Autre avantage du poulet : son élevage industriel pollue moins que celui des autres animaux destinés à la viande. Il émet peu de méthane, contrairement aux vaches, ce qui le rend plus favorable au climat. L’élevage bovin demande aussi davantage de terres, d’eau et de temps de travail.
Pour les consommateurs, le prix reste l’argument décisif. Mais il n’est pas le seul. Le succès du poulet s’explique aussi par l’engouement mondial pour les régimes riches en protéines, porté par la montée du fitness et des préoccupations nutritionnelles.

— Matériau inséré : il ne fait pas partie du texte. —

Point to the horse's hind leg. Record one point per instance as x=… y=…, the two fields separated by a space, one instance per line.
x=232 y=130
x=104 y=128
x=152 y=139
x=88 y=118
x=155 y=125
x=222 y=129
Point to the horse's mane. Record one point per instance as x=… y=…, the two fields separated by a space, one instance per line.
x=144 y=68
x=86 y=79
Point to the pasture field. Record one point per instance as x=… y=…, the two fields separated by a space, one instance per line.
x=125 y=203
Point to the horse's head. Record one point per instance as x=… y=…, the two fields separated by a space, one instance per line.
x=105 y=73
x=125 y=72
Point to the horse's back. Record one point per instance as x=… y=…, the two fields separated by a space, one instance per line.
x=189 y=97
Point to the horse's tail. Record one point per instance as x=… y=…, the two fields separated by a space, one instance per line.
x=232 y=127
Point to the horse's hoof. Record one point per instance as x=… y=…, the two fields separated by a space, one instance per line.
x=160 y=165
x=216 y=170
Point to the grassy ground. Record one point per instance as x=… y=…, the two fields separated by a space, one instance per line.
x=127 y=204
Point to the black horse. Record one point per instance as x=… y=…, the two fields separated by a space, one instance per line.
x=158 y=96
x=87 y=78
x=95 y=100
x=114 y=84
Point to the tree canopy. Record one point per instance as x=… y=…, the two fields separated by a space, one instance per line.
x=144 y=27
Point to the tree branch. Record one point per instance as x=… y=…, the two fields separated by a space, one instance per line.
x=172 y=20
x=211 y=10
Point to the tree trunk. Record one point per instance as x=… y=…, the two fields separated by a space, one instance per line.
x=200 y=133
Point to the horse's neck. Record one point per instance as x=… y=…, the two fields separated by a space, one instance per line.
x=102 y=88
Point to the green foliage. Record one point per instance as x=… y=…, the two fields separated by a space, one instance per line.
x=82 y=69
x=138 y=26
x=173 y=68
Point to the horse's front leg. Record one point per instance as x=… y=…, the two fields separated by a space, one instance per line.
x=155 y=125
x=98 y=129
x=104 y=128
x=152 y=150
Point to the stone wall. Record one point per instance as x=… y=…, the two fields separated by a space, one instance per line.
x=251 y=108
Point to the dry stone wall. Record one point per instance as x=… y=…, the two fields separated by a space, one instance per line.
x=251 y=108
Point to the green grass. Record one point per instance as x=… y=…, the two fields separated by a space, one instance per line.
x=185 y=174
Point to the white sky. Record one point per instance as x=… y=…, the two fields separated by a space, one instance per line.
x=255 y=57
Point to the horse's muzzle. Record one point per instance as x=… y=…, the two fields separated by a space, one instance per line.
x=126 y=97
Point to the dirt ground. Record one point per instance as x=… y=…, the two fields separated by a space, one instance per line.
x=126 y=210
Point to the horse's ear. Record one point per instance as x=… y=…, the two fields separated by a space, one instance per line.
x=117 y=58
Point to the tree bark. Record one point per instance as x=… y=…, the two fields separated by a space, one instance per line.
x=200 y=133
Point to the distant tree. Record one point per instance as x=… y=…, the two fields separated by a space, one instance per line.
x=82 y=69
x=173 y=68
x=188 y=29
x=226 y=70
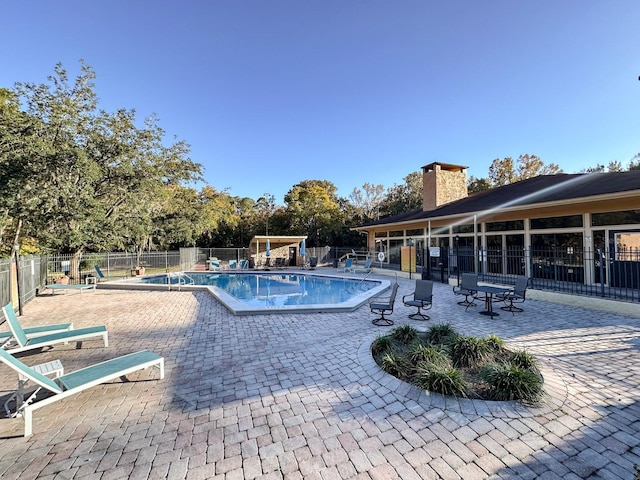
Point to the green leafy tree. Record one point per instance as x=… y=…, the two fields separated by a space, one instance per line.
x=266 y=205
x=313 y=210
x=90 y=179
x=506 y=171
x=366 y=202
x=405 y=197
x=475 y=185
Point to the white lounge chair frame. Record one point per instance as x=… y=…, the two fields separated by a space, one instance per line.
x=366 y=268
x=35 y=331
x=21 y=342
x=79 y=380
x=347 y=267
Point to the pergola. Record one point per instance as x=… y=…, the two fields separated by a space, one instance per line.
x=258 y=244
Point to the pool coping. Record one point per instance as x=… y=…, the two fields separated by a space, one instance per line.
x=238 y=308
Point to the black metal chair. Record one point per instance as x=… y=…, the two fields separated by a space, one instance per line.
x=422 y=298
x=517 y=295
x=379 y=305
x=467 y=288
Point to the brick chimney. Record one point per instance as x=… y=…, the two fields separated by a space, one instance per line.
x=442 y=183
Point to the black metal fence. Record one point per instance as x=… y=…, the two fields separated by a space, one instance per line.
x=610 y=273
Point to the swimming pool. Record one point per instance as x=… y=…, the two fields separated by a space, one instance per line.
x=271 y=292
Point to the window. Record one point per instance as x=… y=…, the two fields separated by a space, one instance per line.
x=625 y=217
x=505 y=226
x=569 y=221
x=468 y=228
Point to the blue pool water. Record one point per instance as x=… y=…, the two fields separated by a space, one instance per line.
x=254 y=292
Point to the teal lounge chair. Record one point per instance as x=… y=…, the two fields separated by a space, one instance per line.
x=366 y=268
x=71 y=286
x=348 y=266
x=35 y=331
x=103 y=278
x=75 y=382
x=22 y=342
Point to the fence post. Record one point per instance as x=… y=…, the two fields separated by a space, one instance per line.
x=601 y=271
x=16 y=249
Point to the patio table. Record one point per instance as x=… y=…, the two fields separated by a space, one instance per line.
x=489 y=291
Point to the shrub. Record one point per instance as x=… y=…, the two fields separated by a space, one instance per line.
x=494 y=343
x=523 y=360
x=441 y=333
x=468 y=351
x=405 y=334
x=443 y=380
x=433 y=354
x=393 y=363
x=508 y=381
x=381 y=345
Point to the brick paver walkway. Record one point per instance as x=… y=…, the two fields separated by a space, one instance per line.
x=298 y=396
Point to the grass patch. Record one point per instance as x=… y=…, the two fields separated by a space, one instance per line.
x=440 y=360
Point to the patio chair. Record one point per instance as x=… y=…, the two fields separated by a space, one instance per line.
x=382 y=306
x=467 y=288
x=21 y=342
x=347 y=267
x=422 y=298
x=517 y=295
x=71 y=383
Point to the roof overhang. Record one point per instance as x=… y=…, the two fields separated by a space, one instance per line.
x=478 y=215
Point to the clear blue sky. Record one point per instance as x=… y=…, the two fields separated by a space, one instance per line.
x=271 y=92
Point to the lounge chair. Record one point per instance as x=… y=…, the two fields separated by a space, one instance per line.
x=71 y=286
x=69 y=384
x=422 y=298
x=366 y=268
x=467 y=288
x=517 y=295
x=382 y=306
x=35 y=331
x=347 y=267
x=21 y=342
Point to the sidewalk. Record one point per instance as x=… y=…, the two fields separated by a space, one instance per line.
x=298 y=396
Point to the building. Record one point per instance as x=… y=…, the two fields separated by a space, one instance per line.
x=582 y=228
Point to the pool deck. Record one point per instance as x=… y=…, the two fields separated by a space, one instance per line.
x=297 y=396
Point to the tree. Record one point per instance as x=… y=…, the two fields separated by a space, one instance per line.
x=266 y=205
x=503 y=172
x=89 y=179
x=405 y=197
x=313 y=210
x=475 y=185
x=366 y=202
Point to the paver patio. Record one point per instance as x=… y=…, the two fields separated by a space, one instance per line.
x=298 y=396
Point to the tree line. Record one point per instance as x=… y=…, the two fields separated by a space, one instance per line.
x=75 y=178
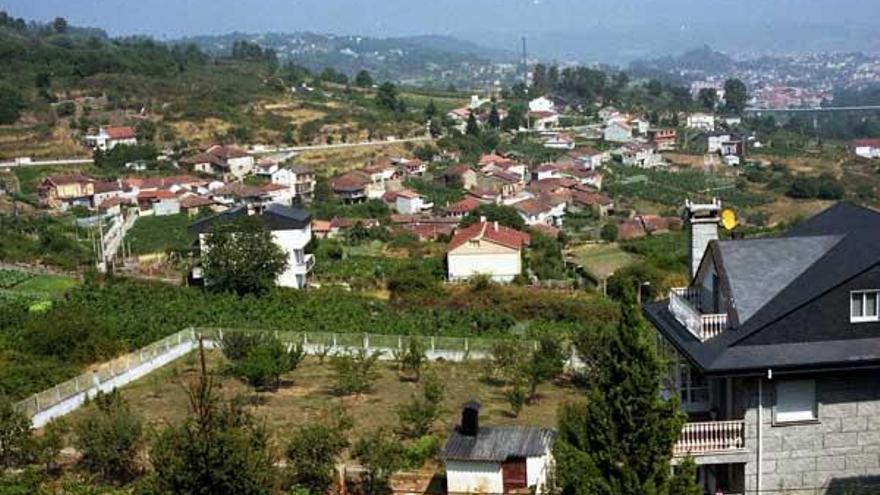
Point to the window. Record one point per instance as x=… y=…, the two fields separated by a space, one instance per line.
x=795 y=401
x=863 y=305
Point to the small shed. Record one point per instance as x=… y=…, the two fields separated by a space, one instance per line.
x=496 y=459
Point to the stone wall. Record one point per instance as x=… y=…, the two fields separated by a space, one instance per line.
x=840 y=449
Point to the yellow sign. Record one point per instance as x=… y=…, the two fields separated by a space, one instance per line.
x=728 y=219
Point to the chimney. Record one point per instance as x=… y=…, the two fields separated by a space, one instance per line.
x=702 y=225
x=470 y=419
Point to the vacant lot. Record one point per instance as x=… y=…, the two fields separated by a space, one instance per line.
x=308 y=392
x=602 y=260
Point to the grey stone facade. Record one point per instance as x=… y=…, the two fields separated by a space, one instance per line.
x=840 y=449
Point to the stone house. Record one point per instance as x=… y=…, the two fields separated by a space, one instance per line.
x=774 y=354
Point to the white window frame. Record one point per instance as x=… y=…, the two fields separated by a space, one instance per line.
x=810 y=415
x=864 y=318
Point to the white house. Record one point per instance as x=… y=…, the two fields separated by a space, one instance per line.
x=640 y=155
x=702 y=121
x=408 y=202
x=495 y=459
x=486 y=248
x=108 y=138
x=617 y=131
x=866 y=148
x=542 y=104
x=291 y=230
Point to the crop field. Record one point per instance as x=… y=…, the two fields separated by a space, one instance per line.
x=306 y=394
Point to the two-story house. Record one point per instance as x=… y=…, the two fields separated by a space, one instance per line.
x=291 y=230
x=775 y=352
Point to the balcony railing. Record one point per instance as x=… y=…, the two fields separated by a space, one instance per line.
x=684 y=304
x=711 y=437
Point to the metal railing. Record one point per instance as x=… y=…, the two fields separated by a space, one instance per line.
x=684 y=305
x=711 y=437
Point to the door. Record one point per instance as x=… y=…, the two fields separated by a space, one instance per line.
x=513 y=474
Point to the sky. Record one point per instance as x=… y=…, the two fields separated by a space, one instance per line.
x=492 y=22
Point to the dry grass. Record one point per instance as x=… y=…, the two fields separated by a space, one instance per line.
x=308 y=392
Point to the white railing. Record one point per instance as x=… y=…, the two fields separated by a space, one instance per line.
x=684 y=304
x=711 y=437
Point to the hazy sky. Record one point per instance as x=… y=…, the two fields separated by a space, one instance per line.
x=174 y=18
x=586 y=30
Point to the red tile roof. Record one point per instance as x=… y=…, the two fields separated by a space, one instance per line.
x=491 y=232
x=466 y=205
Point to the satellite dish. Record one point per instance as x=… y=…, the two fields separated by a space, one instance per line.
x=728 y=219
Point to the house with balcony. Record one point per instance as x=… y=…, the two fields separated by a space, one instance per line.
x=291 y=230
x=774 y=352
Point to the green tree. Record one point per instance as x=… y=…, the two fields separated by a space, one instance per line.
x=707 y=98
x=242 y=257
x=494 y=117
x=630 y=452
x=381 y=455
x=15 y=435
x=419 y=415
x=430 y=110
x=109 y=437
x=609 y=231
x=546 y=363
x=363 y=79
x=219 y=448
x=314 y=449
x=386 y=96
x=735 y=95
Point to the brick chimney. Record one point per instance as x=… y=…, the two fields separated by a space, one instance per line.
x=702 y=225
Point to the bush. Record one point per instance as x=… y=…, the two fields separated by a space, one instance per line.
x=109 y=437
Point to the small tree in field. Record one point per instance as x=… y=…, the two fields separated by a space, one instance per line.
x=417 y=417
x=109 y=437
x=355 y=372
x=240 y=256
x=15 y=435
x=314 y=449
x=413 y=359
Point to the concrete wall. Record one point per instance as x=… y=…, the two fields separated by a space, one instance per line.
x=474 y=477
x=841 y=447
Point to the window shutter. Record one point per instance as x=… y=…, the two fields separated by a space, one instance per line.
x=795 y=401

L’essor de la restauration rapide a également joué un rôle majeur. Le poulet pané s’est imposé comme un produit universel, accepté dans presque toutes les cultures et toutes les religions. À l’inverse, le porc est interdit chez les musulmans et les juifs, tandis que le bœuf reste sacré en Inde. Cet avantage culturel a largement favorisé sa diffusion mondiale.
Parmi les grands producteurs, le Brésil occupe la première place, devant les États-Unis. En Europe, les principaux acteurs sont la Pologne, les Pays-Bas et l’Ukraine.
La France, elle, suit une trajectoire bien connue dans l’agriculture : la part de la production nationale recule dans la consommation. En 2025, plus d’un poulet sur deux consommé dans le pays était importé. Ces importations concernent surtout le bas de gamme, destiné à la restauration hors domicile et aux produits transformés. Dans le même temps, la consommation reste élevée : un Français mange en moyenne 25 kilos de poulet par an.